The U.S. is seeking to return a Tyrannosaurus bataar to Mongolia after officials there said the dinosaur bones were smuggled into the U.S.

The skeleton, which spans 24 feet in length and is eight feet tall, had been shipped to the U.S. from the U.K. via Florida and then to Texas before arriving in New York in 2010. It was auctioned by Texas-based Heritage Auctions Inc. in New York in May for more than $1 million.

The auction proceeded even though the president of Mongolia obtained a restraining order in a Texas court before it took place. Under Mongolian law, dinosaur fossils are considered property of the Mongolian government and “one-of-a-kind rare items” that are prohibited from being moved abroad.

U.S. Attorney Preet Bharara in Manhattan said the bones, discovered sometime between 1995 and 2005, were looted from Mongolia’s Gobi Desert.

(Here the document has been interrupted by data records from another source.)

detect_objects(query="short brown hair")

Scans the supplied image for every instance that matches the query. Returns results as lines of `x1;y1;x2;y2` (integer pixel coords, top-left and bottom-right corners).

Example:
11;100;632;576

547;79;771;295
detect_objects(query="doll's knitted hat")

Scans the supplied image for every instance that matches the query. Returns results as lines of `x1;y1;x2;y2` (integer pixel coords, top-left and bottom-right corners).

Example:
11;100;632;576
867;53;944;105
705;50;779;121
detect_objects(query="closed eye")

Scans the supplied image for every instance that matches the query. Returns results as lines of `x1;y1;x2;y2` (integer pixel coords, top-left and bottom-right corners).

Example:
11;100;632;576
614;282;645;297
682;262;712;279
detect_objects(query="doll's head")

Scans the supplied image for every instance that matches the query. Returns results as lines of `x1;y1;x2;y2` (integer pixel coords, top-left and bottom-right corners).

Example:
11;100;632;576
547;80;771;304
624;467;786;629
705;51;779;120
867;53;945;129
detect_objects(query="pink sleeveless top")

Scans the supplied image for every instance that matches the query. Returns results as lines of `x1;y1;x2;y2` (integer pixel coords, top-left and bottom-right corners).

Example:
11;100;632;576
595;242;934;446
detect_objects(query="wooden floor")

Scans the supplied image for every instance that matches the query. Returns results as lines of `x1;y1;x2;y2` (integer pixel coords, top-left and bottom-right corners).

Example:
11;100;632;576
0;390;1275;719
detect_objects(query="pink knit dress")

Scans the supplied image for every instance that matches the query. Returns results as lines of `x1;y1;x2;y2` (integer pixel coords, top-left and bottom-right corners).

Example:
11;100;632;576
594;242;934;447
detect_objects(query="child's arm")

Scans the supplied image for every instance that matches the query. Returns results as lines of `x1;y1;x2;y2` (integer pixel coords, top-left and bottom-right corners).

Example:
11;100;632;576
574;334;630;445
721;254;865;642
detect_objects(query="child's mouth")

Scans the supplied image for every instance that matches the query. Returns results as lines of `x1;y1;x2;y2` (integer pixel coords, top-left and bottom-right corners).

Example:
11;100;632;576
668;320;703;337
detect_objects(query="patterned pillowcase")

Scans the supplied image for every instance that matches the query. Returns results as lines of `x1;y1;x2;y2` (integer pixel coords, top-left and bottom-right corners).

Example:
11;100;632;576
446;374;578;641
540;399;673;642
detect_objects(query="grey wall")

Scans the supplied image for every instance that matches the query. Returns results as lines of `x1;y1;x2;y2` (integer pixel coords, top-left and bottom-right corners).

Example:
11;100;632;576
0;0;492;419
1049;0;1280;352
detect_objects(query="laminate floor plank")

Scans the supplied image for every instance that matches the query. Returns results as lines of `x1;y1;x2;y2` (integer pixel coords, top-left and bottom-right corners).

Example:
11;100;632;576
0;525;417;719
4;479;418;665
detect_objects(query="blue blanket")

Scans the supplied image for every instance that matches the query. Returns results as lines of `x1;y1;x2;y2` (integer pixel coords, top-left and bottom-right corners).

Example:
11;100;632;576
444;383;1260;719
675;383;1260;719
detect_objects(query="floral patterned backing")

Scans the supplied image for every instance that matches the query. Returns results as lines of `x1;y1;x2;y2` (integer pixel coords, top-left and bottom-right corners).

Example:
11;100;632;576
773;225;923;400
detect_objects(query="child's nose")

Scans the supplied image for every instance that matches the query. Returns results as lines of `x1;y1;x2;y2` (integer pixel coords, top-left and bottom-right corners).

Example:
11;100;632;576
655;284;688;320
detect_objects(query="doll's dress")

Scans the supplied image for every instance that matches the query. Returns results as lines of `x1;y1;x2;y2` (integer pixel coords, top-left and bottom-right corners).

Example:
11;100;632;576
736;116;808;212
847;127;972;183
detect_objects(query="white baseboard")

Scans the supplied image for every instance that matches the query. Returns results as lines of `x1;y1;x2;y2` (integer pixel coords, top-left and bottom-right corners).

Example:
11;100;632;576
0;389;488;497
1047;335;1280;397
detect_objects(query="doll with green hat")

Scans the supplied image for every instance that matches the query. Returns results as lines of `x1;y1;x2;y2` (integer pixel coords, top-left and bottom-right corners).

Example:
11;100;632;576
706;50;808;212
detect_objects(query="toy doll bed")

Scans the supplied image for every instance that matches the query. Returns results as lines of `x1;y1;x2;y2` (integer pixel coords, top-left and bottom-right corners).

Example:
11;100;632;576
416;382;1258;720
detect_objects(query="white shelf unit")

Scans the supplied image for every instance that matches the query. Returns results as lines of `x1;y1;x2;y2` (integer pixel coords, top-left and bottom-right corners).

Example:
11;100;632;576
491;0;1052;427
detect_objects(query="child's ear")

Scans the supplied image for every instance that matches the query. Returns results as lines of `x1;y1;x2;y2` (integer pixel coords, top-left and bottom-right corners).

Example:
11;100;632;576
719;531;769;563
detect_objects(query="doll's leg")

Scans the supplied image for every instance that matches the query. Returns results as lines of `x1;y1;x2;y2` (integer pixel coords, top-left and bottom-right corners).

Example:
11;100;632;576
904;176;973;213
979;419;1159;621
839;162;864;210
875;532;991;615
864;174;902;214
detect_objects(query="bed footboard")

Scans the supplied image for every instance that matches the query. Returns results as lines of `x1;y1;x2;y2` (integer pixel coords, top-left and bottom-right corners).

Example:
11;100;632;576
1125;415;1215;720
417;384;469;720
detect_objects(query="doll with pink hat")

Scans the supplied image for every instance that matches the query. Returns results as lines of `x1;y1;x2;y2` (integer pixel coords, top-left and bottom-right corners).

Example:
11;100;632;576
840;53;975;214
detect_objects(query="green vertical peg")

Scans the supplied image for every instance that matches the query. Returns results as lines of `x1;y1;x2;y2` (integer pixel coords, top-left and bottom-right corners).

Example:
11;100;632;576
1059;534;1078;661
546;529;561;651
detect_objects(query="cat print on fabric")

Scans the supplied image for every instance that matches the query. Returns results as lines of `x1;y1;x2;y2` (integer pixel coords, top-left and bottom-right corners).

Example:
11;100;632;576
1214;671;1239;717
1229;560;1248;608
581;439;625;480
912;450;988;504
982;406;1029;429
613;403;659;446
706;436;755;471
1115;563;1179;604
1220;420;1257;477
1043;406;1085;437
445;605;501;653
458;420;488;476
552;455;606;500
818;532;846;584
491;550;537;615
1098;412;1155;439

“The skeletal remains of this dinosaur are of tremendous cultural and historic significance to the people of Mongolia,” Bharara said in a statement. “When the skeleton was allegedly looted, a piece of the country’s natural history was stolen with it, and we look forward to returning it to its rightful place.”
Misstated Origin

Bharara alleges the customs documents for the dinosaur misstated the bones’ country of origin as Great Britain instead of Mongolia. The government’s paleontologists concluded the skeleton must have come from Mongolia because the dinosaur was native to that region and its bones have only been discovered there.

The Tyrannosaurus bataar, which lived about 70 million years ago, was first discovered by paleontologists in 1946, Bharara’s office said. Since 1924, Mongolia enacted laws making any dinosaurs discovered there to be government property.

The complaint also alleges the bones were priced too low in the customs documents, with the value listed at $15,000 instead of the $950,000 to $1.5 million listed in the Natural History Auction catalog. The bones sold at auction on May 20 for $1,052,500.

The auction catalog describes the dinosaur as “an incredible complete skeleton, painstakingly excavated and prepared” and is “a stupendous, museum-quality specimen of one of the most emblematic dinosaurs ever to have stalked this earth.”


Broken Bones

By contrast, the customs documents described the imports as “two large rough fossil reptile heads, six boxes of broken fossil bones, three rough fossil reptiles, one fossil lizard, three rough fossil reptiles and one fossil reptile skull.”

The final sale at the auction is contingent on the outcome of the case, Bharara’s office said.

Jim Halperin, co-chairman of Heritage Auction, said in statement, “We can’t comment on the lawsuit because we haven’t seen it yet.”

The case is U.S. v. One Tyrannosaurus bataar skeleton, 12CV4760, Southern District of New York (Manhattan).